I'm sorry I'm not responding directly to your question, I have worked with
MACs a very little bit on my wireless 802.11g and had no trouble.
But what I wanted to point out is that not broadcasting the SID is
ABSOLUTELY no security whatsoever. What that does is make it hard for your
neighbor to accidentally authenticate to your network. It doesn't stop a
wardriver with, oh, Netstumbler from seeing your network. Turn on your
encryption. It's not that hard to set up. You don't have go with WPA
(although it's strongly suggested because WEP is heavily flawed), WEP should
be fine if you pick a good passphrase. WEP won't keep out anyone making a
concerted effort at breaking your network (which should be unlikely in
reality), but it will stop the casual wardriver: why waste time with a
network that's locked with WEP when I see 25 more around me totally open?
You get the idea.
Paul
"Paul E Mak" <(E-Mail Removed)> wrote in message
news:IpSdnR83z7i6zg_cRVn-(E-Mail Removed)...
> I've got a Startec Wireless B router and a few computers on the network.
>
> 1 Wired Windows XP
> 1 Wireless Windows XP
> 1 Wireless Powerbook G4 (OS X using an AirPort)
>
> This network is set up in an appartment where there's a couple other
> wireless networks around.
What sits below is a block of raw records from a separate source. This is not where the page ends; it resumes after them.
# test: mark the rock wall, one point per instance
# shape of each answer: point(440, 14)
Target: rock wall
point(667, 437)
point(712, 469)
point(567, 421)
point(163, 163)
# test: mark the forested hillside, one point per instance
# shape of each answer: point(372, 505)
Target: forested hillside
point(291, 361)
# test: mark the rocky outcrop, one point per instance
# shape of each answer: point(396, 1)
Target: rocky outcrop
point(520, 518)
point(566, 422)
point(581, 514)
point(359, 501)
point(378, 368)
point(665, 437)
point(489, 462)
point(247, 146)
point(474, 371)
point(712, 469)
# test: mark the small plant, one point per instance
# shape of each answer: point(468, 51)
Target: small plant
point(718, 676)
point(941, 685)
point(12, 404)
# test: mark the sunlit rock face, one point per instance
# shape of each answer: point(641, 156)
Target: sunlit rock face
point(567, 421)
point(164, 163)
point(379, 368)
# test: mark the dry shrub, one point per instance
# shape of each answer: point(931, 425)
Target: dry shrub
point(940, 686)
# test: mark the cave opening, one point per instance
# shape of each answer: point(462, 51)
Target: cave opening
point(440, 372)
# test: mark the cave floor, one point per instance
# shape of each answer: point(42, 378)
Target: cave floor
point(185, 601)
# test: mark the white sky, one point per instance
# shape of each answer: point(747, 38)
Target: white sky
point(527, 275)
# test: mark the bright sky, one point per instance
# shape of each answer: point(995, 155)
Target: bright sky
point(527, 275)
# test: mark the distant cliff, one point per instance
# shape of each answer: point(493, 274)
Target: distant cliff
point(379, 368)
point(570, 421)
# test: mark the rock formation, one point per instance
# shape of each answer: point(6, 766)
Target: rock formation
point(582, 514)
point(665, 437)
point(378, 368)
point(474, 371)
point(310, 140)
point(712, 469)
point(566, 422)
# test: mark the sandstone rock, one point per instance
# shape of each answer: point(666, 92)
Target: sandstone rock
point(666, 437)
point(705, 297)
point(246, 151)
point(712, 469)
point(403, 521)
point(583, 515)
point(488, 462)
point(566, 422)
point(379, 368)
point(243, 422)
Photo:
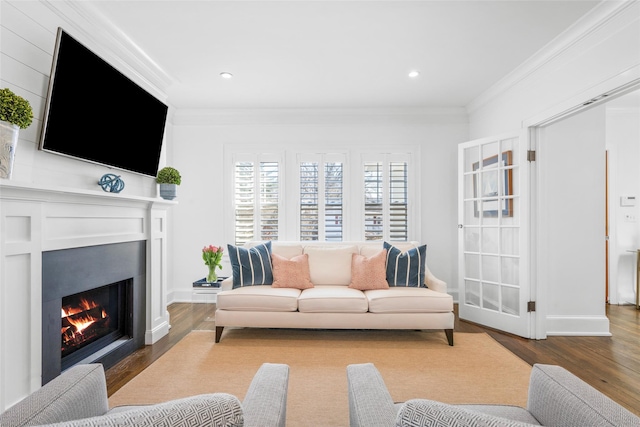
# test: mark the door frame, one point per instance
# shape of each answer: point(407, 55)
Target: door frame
point(606, 91)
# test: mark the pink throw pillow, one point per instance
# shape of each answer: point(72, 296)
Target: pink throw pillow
point(291, 273)
point(369, 273)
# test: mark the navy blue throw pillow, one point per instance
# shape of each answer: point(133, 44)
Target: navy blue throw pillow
point(406, 269)
point(251, 266)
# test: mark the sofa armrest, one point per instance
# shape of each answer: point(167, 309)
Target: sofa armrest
point(557, 397)
point(426, 413)
point(79, 392)
point(217, 409)
point(265, 403)
point(370, 404)
point(433, 282)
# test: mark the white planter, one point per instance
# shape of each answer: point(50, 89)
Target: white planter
point(8, 143)
point(168, 191)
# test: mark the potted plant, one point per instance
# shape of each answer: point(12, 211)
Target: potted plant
point(169, 178)
point(15, 114)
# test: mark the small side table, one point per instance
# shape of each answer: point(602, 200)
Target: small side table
point(206, 292)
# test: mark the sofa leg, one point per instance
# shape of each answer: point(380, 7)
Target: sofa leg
point(449, 333)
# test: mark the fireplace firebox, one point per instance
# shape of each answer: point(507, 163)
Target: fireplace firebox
point(94, 319)
point(93, 305)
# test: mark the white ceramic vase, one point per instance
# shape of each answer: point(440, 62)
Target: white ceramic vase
point(8, 143)
point(168, 191)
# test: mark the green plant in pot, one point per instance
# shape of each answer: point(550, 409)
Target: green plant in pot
point(15, 114)
point(169, 178)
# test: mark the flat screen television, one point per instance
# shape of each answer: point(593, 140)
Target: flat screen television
point(95, 113)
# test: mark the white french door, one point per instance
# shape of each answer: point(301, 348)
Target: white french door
point(493, 233)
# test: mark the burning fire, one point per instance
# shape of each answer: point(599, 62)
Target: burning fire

I've named our network and turned off the
> broadcast and left the encryption off. The XP boxes work fine. My
> problem is trying to get the Mac to "stick" to our network name. For
> some reason I can type in the SSID name, it'll find it, but when I go to
> the network setup assistant it can't locate/connect to it.
>
> Would it help if I turned ON the broadcast? I'd prefer to leave it off
> and not have to use encryption. It's just easier that way. 
>
> Any help would be appreciated, thnx.